Learn Experiment Setup In Testing Platform for free with explanations, exercises, and a quick test (for Product Analyst).

Published: December 22, 2025 | Updated: December 22, 2025

Why this matters

As a Product Analyst, you convert experiment ideas into reliable results. The setup you do in the testing platform determines whether your A/B test is valid, measurable, and safe for users and revenue.

  • Launch controlled rollouts without breaking core funnels.
  • Target the right users and ensure consistent assignment (sticky bucketing).
  • Track primary metrics and guardrails for trustworthy decisions.
  • Plan traffic, duration, and stop rules to avoid false wins.
Real tasks you’ll handle
  • Create variants and allocate traffic (e.g., 50/50, 90/10 ramp).
  • Define exposure, targeting, and exclusions (e.g., only new users, exclude employees).
  • Wire up events: conversions, clicks, feature usage, revenue.
  • Configure guardrails (crash rate, latency, unsubscribe rate).
  • QA in a preview environment and run a soft launch.

Concept explained simply

An experiment platform is a switchboard: you define who sees what, how much traffic to send, what success means, and when to stop. If the switchboard is wired wrong, your results are noisy or misleading.
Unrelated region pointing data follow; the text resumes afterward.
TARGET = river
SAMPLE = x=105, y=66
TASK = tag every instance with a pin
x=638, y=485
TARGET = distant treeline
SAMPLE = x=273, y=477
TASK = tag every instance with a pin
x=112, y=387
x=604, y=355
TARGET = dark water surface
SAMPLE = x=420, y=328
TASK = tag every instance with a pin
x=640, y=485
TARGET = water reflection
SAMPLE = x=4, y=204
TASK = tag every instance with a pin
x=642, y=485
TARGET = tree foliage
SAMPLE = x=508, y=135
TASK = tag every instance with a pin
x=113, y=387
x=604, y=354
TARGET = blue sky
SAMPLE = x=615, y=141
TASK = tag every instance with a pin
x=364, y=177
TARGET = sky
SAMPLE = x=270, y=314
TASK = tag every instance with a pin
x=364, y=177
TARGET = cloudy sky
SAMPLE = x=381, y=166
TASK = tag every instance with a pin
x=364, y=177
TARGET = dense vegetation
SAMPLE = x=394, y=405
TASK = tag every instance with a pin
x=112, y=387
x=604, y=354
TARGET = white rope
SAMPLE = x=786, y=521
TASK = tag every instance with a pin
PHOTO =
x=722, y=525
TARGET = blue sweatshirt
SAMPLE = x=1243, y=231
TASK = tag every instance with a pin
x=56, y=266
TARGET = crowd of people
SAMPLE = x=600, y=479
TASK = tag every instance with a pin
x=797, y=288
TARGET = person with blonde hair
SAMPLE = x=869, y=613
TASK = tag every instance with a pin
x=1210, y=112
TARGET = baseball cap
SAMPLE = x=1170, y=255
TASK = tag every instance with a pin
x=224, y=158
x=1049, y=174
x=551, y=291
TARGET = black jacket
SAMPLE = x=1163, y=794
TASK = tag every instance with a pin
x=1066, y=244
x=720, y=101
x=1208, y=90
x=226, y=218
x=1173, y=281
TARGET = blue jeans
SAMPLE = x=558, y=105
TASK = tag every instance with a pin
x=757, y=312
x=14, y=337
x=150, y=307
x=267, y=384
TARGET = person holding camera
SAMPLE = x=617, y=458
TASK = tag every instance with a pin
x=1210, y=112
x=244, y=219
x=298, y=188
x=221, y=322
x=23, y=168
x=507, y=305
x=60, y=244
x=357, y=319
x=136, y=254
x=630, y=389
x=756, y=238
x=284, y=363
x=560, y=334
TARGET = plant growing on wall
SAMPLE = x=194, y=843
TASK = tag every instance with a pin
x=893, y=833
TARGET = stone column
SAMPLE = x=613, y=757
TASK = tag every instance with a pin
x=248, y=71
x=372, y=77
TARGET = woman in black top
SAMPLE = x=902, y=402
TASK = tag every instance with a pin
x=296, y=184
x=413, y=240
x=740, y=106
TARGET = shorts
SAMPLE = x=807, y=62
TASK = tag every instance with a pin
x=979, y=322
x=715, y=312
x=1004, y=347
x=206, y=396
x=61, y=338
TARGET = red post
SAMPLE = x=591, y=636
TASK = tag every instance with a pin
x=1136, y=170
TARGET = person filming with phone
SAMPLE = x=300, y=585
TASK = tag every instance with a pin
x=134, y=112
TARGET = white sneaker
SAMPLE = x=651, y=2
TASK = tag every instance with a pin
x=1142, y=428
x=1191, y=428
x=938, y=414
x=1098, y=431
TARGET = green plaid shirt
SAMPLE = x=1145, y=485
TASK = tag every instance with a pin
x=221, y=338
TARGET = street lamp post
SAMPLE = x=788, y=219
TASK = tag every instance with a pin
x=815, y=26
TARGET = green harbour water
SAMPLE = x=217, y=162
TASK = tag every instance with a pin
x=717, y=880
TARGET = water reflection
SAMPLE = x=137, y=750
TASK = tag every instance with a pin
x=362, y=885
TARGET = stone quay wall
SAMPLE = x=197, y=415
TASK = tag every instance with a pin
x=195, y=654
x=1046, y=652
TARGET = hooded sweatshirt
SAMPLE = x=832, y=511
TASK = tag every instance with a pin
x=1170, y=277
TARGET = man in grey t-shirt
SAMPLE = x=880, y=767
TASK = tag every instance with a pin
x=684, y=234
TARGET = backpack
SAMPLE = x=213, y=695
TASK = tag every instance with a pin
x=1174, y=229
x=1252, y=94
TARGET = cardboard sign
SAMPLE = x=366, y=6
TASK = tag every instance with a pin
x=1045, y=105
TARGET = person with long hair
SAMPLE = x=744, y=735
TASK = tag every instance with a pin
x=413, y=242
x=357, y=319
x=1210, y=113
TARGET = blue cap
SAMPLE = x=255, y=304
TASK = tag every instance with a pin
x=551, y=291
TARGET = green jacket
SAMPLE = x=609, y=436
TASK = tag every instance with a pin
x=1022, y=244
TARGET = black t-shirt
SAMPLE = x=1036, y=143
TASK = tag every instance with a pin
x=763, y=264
Mental model: The 5 levers
  1. Units and Randomization: How users are bucketed (user_id, device_id).
  2. Exposure and Targeting: Who is eligible and when they enter.
  3. Allocation and Ramp: How much traffic each variant gets over time.
  4. Metrics and Guardrails: What you measure to decide and to keep users safe.
  5. Stop Rules and Duration: When you call the test and how you avoid peeking.

Step-by-step setup

  1. Define the hypothesis: What change, for whom, with what expected outcome?
  2. Pick unit of randomization: Usually user_id (web/app), occasionally device_id or session for anonymous flows.
  3. Targeting and exclusions: Countries, platforms, new vs. returning users, exclude internal IPs and bots.
  4. Create variants: Control and at least one variant. Name clearly (e.g., control_v1, paywall_variant_a).
  5. Traffic allocation and ramp plan: Start small (e.g., 10%) then ramp to 50% if guardrails hold.
  6. Metrics: Primary (decision metric), secondary, guardrails (e.g., error rate, latency, refund rate).
  7. Sample size and duration: Use baseline rate, desired effect size, power 80%, alpha 5%. Pre-commit minimum duration (e.g., 2–3 weeks) to cover cycles.
  8. Sticky assignment: Ensure users stay in their variant across sessions/devices where feasible.
  9. QA: Preview modes, test events firing, ensure no double counting or broken UI.
  10. Stop rules: Only stop if duration met and metrics meet pre-defined thresholds. Avoid peeking and early stopping unless for harm.
Pre-launch checklist
  • Clear hypothesis and success criteria written.
  • Targeting segment defined and exclusions added.
  • Variants named and verified in preview.
  • Primary/secondary/guardrail metrics selected and events firing.
  • Allocation and ramp plan documented.
  • Sample size and minimum duration estimated.
  • Sticky assignment confirmed.
  • QA sign-off captured.

Worked examples

Example 1: Web CTA color test (simple UI change)
  • Hypothesis: Changing the signup button color increases click-through by 5% for new desktop users.
  • Unit: user_id; fallback to device_id if anonymous.
  • Targeting: Desktop, new visitors only, exclude employees and bots.
  • Allocation: Start 10/90 (variant/control) for 24 hours, then 50/50.
  • Metrics: Primary—Signup button CTR; Secondary—Account creation; Guardrails—Bounce rate, error rate.
  • QA: Verify event signup_cta_click fires once; confirm sticky assignment across pages.
  • Stop rule: Minimum 14 days, at least 1 baseline cycle.
Example 2: Mobile paywall variation via feature flag
  • Hypothesis: New layout increases trial start rate by 7% among new iOS users.
  • Unit: user_id (app install id as backup).
  • Targeting: iOS, app version ≥ 8.2, new users; exclude purchasers.
  • Allocation: 5% holdout (control), 45% variant A, 50% control remainder (or 50/50 after ramp).
  • Metrics: Primary—Trial start; Secondary—Subscription at D7; Guardrails—Crash rate, session length drop.
  • QA: Toggle flag in staging; verify paywall renders and events trial_start, paywall_view fire.
  • Stop rule: Minimum 21 days or 10k exposures, whichever later.
Example 3: Pricing page copy test across locales
  • Hypothesis: Clearer value message improves checkout start by 3% globally.
  • Unit: user_id, namespace “pricing”.
  • Targeting: All locales except those with legal copy constraints; exclude active subscribers.
  • Allocation: 50/50, simultaneous across locales with stratified analysis.
  • Metrics: Primary—Checkout start; Secondary—Payment conversion; Guardrails—Refund rate, NPS drop threshold.
  • QA: Locale switch testing, currency formatting, translation completeness.
  • Stop rule: 3 weeks, ensure weekend and payday coverage.

Exercises

Do these to practice the exact clicks and fields you’ll configure in a platform.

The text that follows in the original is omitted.